Funding Your Business

In the spirit of reading the signs of the times, I would change my article this week into Funding Your Business. I received a private message (PM) this morning from one of the attendees of my “How To Start Your Own Business” Seminar. He asked advice on how to fund a business he WANTS to put up. His savings run out and needs to get funding so he can generate income. Which is our mission for Business Sanctuary (http://sanctuary.smepinoy.com/) having foreseen this issue being encountered by a lot of people in the New Normal.

My first feedback, is the business you WANT to put up feasible? Is there a market for your product or are you just asking for funding to build your clubhouse?

Are you trying to get a loan from the bank, or funding from anyone, without a business plan? Good luck! Having a business plan gives assurance to whomever you approach that you are legitimate. It also show that you have a plan and not just starting something on a whim.

Having a business plan also gives you the opportunity to analyse if the business you WANT to put up has a chance of succeeding. Is there a market need for the product you want to offer or is it something people can wait until after the Covid Pandemic to purchase? To answer this question, you can do market research. If you think market research is too tedious and difficult, you can try to use the Pestle Method which I touched on at CH 2 : The struggles of an Entrepreneur (http://smepinoy.com/the-struggles-of-an-entrepreneur/).

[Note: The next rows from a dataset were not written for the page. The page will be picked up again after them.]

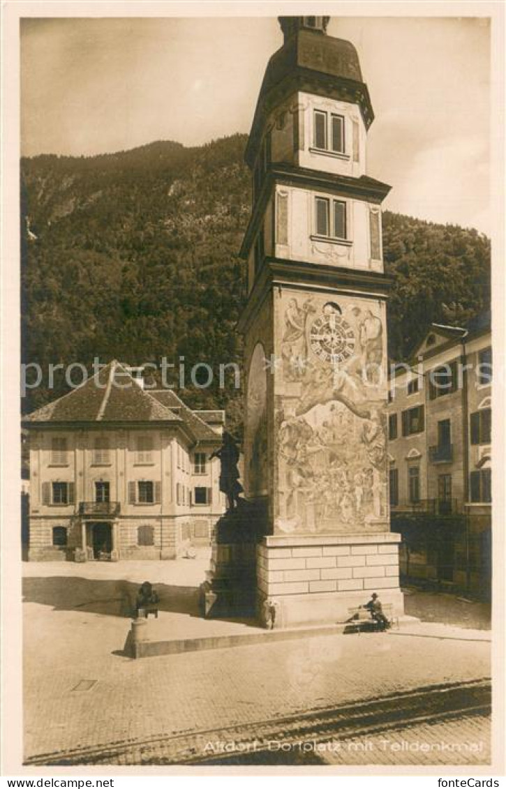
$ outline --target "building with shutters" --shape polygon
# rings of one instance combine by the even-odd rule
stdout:
[[[408,580],[489,594],[491,389],[489,312],[433,323],[391,376],[391,519]]]
[[[174,559],[224,512],[223,411],[193,411],[112,361],[24,417],[29,560]]]

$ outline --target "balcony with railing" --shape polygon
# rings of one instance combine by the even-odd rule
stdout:
[[[81,501],[79,514],[84,517],[114,518],[119,514],[119,502]]]
[[[453,444],[437,444],[429,447],[431,463],[451,463],[453,460]]]
[[[457,515],[460,512],[458,499],[420,499],[418,501],[402,501],[391,504],[392,515]]]

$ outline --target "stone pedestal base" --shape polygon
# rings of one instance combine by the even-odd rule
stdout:
[[[211,568],[201,587],[206,618],[254,616],[257,587],[257,544],[214,544]]]
[[[242,501],[216,523],[211,566],[201,586],[204,616],[254,616],[257,547],[264,527],[261,505]]]
[[[258,619],[275,628],[345,622],[373,592],[402,616],[400,539],[390,532],[264,537],[257,550]]]

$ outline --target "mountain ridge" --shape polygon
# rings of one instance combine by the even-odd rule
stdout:
[[[246,135],[186,148],[157,140],[91,157],[21,159],[22,361],[43,369],[95,356],[131,364],[185,357],[242,365],[235,329],[250,212]],[[474,230],[384,211],[389,353],[404,358],[433,321],[458,324],[489,305],[489,241]],[[68,391],[33,389],[32,410]],[[241,392],[189,389],[240,428]]]

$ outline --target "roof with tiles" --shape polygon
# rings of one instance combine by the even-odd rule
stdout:
[[[129,369],[114,360],[82,386],[28,414],[23,424],[30,427],[87,422],[161,422],[186,428],[196,442],[221,441],[219,432],[208,423],[223,424],[223,411],[204,411],[201,417],[170,389],[143,389]]]
[[[197,441],[221,441],[219,434],[209,427],[206,419],[207,415],[220,412],[204,411],[201,416],[199,411],[192,411],[188,406],[186,406],[171,389],[154,389],[151,394],[167,408],[174,409],[179,418],[186,424]]]
[[[24,417],[24,423],[181,422],[169,408],[141,389],[114,360],[85,383]]]

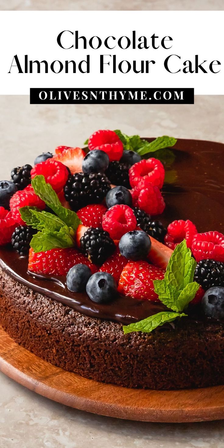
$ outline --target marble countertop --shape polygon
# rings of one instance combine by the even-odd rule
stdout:
[[[59,145],[80,146],[99,128],[142,136],[224,141],[222,96],[194,105],[32,105],[0,96],[0,178]],[[133,422],[73,409],[31,392],[0,373],[0,447],[223,448],[223,421],[184,424]]]

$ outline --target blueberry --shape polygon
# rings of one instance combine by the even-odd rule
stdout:
[[[9,201],[17,190],[16,185],[11,181],[0,181],[0,207],[9,208]]]
[[[40,155],[38,155],[34,161],[34,164],[37,165],[40,164],[41,162],[45,162],[47,159],[52,159],[53,154],[51,152],[43,152]]]
[[[124,149],[120,161],[122,163],[128,164],[131,167],[134,164],[140,162],[141,160],[142,157],[138,153],[130,151],[129,149]]]
[[[69,291],[81,293],[85,291],[91,277],[91,270],[86,264],[75,264],[69,271],[66,277],[67,287]]]
[[[215,286],[206,291],[202,299],[204,313],[214,319],[224,319],[224,288]]]
[[[104,151],[95,149],[90,151],[82,161],[83,172],[104,172],[109,165],[109,157]]]
[[[86,293],[97,303],[107,303],[116,297],[116,284],[113,277],[107,272],[96,272],[86,285]]]
[[[143,260],[151,248],[149,237],[143,230],[133,230],[121,237],[119,249],[121,255],[128,259]]]
[[[106,203],[108,208],[117,204],[124,204],[132,207],[132,197],[125,187],[114,187],[108,192],[106,196]]]

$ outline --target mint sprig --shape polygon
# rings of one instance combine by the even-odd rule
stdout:
[[[30,246],[35,252],[72,247],[77,228],[82,224],[76,213],[63,207],[55,191],[46,183],[43,176],[36,176],[32,181],[32,185],[36,194],[56,215],[39,211],[35,207],[26,206],[19,209],[21,217],[27,225],[39,231],[33,237]]]
[[[165,322],[172,322],[177,317],[183,317],[187,314],[184,313],[173,313],[172,311],[161,311],[153,316],[147,317],[146,319],[140,320],[138,322],[130,323],[129,325],[123,325],[123,329],[125,334],[132,332],[142,332],[143,333],[150,333],[157,327],[163,325]]]
[[[154,280],[155,292],[159,300],[172,311],[161,311],[138,322],[123,326],[125,333],[142,331],[150,332],[165,322],[187,314],[182,313],[194,299],[199,285],[194,281],[196,262],[184,240],[174,249],[163,280]]]

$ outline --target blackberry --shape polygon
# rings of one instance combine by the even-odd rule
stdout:
[[[209,258],[201,260],[195,268],[194,280],[205,291],[215,286],[224,286],[224,263]]]
[[[111,183],[114,185],[131,189],[129,181],[129,168],[130,165],[128,164],[122,164],[118,160],[114,160],[109,164],[106,174]]]
[[[88,204],[102,202],[110,189],[110,181],[102,172],[78,172],[69,176],[64,191],[66,200],[76,211]]]
[[[151,221],[147,227],[146,232],[150,237],[152,237],[160,243],[164,242],[164,237],[167,233],[167,229],[160,221],[155,220]]]
[[[37,232],[29,226],[20,225],[16,227],[12,235],[12,244],[20,255],[27,255],[29,253],[30,241]]]
[[[18,190],[23,190],[31,183],[31,165],[13,168],[11,172],[11,180],[16,185]]]
[[[81,251],[94,264],[103,264],[116,248],[108,232],[99,227],[90,227],[80,239]]]
[[[146,213],[143,210],[141,210],[138,207],[134,207],[133,208],[135,216],[137,221],[137,225],[144,232],[146,231],[147,228],[151,219],[150,215]]]

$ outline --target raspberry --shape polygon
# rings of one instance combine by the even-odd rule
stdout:
[[[51,249],[37,253],[30,250],[28,270],[36,273],[66,276],[71,267],[79,263],[87,265],[93,274],[97,271],[96,266],[76,249]]]
[[[131,296],[140,300],[158,302],[153,280],[162,280],[164,274],[162,269],[146,262],[130,262],[121,272],[118,291],[125,296]]]
[[[51,184],[55,191],[59,193],[66,184],[69,172],[66,167],[60,162],[53,159],[47,159],[45,162],[38,164],[31,170],[32,179],[39,174],[43,176],[46,181]]]
[[[108,272],[113,276],[118,284],[121,274],[128,260],[120,253],[118,247],[113,254],[103,263],[99,269],[101,272]]]
[[[111,207],[103,218],[103,228],[109,233],[113,240],[120,240],[122,235],[134,230],[136,225],[133,210],[123,204]]]
[[[197,231],[194,224],[189,220],[173,221],[167,228],[167,233],[164,238],[164,244],[173,250],[177,244],[185,239],[187,247],[190,249],[193,237]]]
[[[120,160],[123,154],[123,143],[113,131],[97,131],[90,137],[88,146],[90,151],[99,149],[106,152],[110,162]]]
[[[147,188],[140,190],[138,204],[141,210],[149,215],[160,215],[165,207],[161,191],[158,187],[150,184],[148,184]]]
[[[211,258],[224,263],[224,235],[218,232],[207,232],[194,235],[191,250],[197,262]]]
[[[64,151],[66,151],[67,149],[71,149],[71,148],[70,146],[57,146],[55,148],[55,154],[61,154]]]
[[[81,208],[77,215],[82,224],[87,227],[101,227],[103,217],[107,208],[102,204],[92,204]]]
[[[138,162],[129,170],[130,183],[132,187],[138,186],[139,182],[144,180],[160,189],[163,186],[164,177],[165,170],[163,164],[153,157]]]
[[[0,207],[0,246],[10,242],[16,227],[11,211]]]
[[[10,206],[13,218],[18,224],[25,224],[21,218],[19,209],[26,205],[37,207],[42,210],[45,207],[43,201],[35,194],[31,185],[28,185],[24,190],[17,191],[10,199]]]

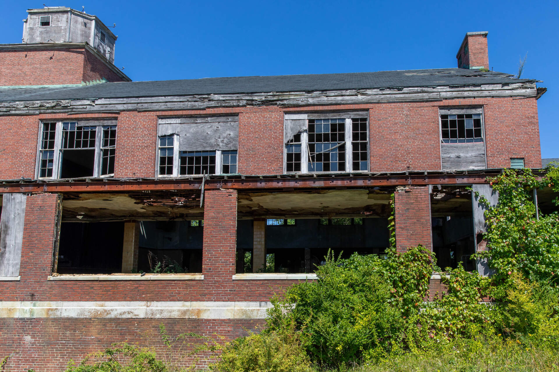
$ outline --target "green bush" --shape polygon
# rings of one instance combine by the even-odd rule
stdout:
[[[79,364],[68,364],[66,372],[168,372],[165,363],[155,352],[126,343],[94,353]]]
[[[363,357],[386,356],[398,349],[405,322],[391,304],[394,289],[376,256],[330,256],[315,282],[293,286],[274,301],[268,325],[280,330],[295,322],[313,360],[340,365]]]
[[[217,361],[209,368],[216,372],[311,372],[300,337],[293,326],[252,333],[226,343]]]
[[[527,342],[559,347],[559,292],[515,273],[508,281],[506,302],[495,318],[504,333]]]

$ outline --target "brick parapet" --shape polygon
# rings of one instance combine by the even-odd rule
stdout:
[[[432,103],[381,103],[298,108],[299,111],[368,109],[371,172],[440,170],[438,108],[484,108],[488,168],[510,166],[524,157],[527,167],[541,166],[537,102],[511,98],[448,100]],[[239,171],[246,175],[283,173],[283,113],[277,107],[206,110],[122,112],[120,114],[42,114],[0,116],[0,178],[32,178],[41,120],[117,118],[115,174],[153,177],[157,171],[157,119],[175,115],[238,113]]]

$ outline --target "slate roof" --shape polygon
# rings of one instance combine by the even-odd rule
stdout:
[[[0,89],[0,101],[112,98],[228,93],[333,90],[536,82],[509,74],[466,69],[211,78],[105,83],[84,86]]]
[[[551,162],[557,162],[559,164],[559,158],[547,158],[546,159],[542,159],[542,166],[544,168],[547,166],[547,165]]]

I will discuss in my future articles how to create a business plan, but for the meantime try to put yourself in the shoes of the bank. What are the things you will ask the business loan applicant before you approve their application? Example of some questions I might ask myself are:

  • How will the loan applicant spend the money?
  • How will the loan applicant give back the money?

Lastly, he told me all banks he visited said they are not offering loans for small businesses. As a guide, this are the institutions whom you can approach to ask for funding:

  • Development Bank of the Philippines and Landbank are government banks which they use as conduits for loans to MSMEs. (https://www.dbp.ph/developmental-banking/micro-small-and-medium-enterprises/sustainable-enterprises-for-economic-development-seed/879-2/)
  • If you Google “MSME loans in the Philippines” you would get a list of private institutions, not only banks, offering loans to MSMEs.
  • Crowd and Seed funding, if your business project has a technology or social impact you can also Google “Crowd/Seed Funding Philippines” to get a list and instructions on how to do Crowd or Seed Funding for your business.